Aujourd’hui ces réserves ne sont pas identifiées de manière exhaustive. Les quelques sites exploités suffisent à répondre aux besoins actuels des outils de communication mobiles et des appareils
électroniques divers tels que PC, appareils photos, tablettes, et de l’outillage portatif .
Mais la perspective de l’électrification du marché automobile, et des transports en général, a suscité une activité intense de recherche de nouveaux sites et d’identification des réserves
possibles de Lithium.
Selon diverses estimations les réserves terrestres pourraient varier entre 50 et plusieurs centaines de millions de tonnes de produit de base ( carbonate et/ou chlorure de Lithium), soit entre 10
millions et plusieurs dizaines de millions de tonnes de Lithium métal. Le jackpot pour certains pays d’Amérique du Sud…
Le Lithium est également présent dans les océans . Mais l’extraction est plus difficile, donc plus chère.
Les réserves terrestres annoncées dans l’euphorie par les nouveaux futurs gagnants du loto sont à considérer avec circonspection, eu égard au caractère stratégique de la chose.
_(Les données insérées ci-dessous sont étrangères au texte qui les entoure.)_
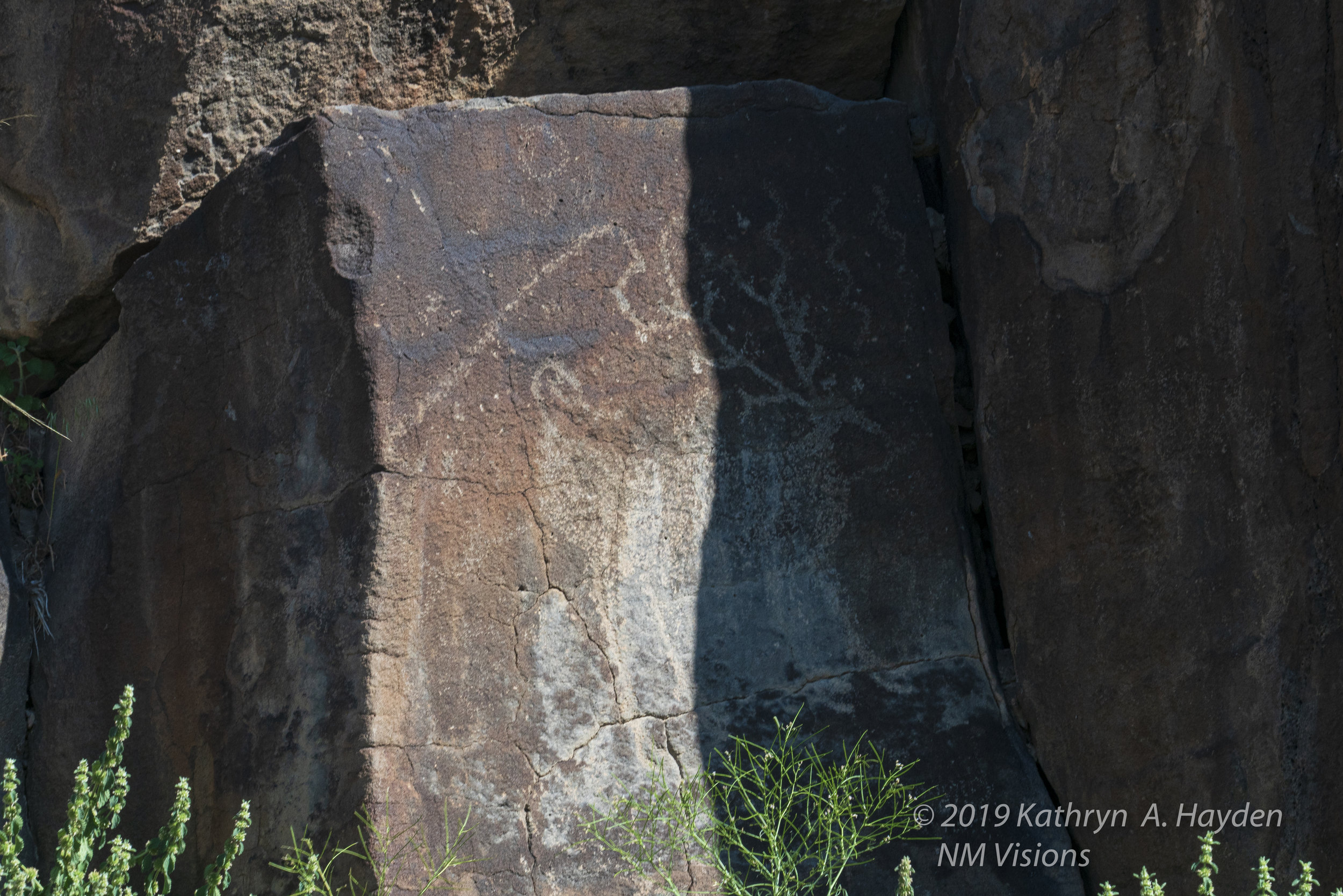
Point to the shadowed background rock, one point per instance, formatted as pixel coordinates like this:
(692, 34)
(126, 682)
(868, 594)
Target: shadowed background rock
(138, 109)
(490, 452)
(1138, 211)
(1142, 206)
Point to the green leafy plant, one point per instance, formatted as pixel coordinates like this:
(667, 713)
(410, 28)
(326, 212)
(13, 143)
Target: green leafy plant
(391, 854)
(777, 820)
(18, 371)
(1204, 868)
(93, 813)
(906, 878)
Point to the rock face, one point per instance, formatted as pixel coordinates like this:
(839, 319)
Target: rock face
(128, 113)
(1143, 216)
(488, 452)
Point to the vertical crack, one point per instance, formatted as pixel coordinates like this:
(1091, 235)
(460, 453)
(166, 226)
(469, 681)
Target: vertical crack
(531, 851)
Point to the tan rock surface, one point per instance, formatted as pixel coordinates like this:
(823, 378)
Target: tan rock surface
(489, 452)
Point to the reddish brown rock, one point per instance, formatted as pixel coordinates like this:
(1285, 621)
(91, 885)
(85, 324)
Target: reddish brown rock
(1143, 214)
(128, 113)
(490, 452)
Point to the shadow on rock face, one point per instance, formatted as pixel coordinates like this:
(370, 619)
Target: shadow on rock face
(834, 570)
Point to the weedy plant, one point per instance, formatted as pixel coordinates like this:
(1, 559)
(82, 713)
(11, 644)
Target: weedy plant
(1205, 868)
(778, 820)
(95, 811)
(391, 855)
(18, 372)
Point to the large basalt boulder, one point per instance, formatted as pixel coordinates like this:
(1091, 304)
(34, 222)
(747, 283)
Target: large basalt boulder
(492, 452)
(1143, 215)
(128, 113)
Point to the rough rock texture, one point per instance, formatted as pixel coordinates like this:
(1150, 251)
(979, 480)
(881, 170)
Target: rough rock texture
(1143, 218)
(488, 452)
(131, 112)
(15, 652)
Le lecteur averti
aura compris que les chiffres produits sont à peu près aussi crédibles que ceux annoncés par les émirs (les vrais) pour les réserves de pétrole du Moyen-Orient…
Le passage du Pétrole au Lithium sous-entend de profonds bouleversements géopolitiques qui ne seront pas exempts de frictions entre les protagonistes du monde de l’énergie qui craignent de voir
dépérir leur poule aux œufs d’or.
Il y a de la recherche d’indépendance énergétique dans l’air, et le fait que l’essentiel des réserves accessibles soit dans le continent Sud-Américain fait grincer quelques dents. D’aucuns
craignent l’émergence d’un nouveau Moyen-Orient et s’empressent déjà auprès des futurs émirs afin de gagner les faveurs de l’OPEL ( Organisation des Pays Exportateurs de Lithium) qui ne manquera
pas d’être créée sous peu. Quant aux Etats qui font aujourd’hui danser la planète au son du baril, ils craignent de se voir retirer leur bâton de commandement, ce qui les exposerait à toutes
sortes de désagréments.
Tout ceci aura des répercussions directes sur le prix du produit, qui est déjà fortement orienté à la hausse.
Le matériau de base qui entre dans la fabrication du LFP est principalement le carbonate de Lithium Li2 CO3, dont le Kilogramme se négocie autour de 7 $, alors qu’il ne valait que 1 $ en 2005 .
Il n’intervient donc encore que pour une faible part dans le coût de la batterie, mais ceci pourrait changer dans le futur.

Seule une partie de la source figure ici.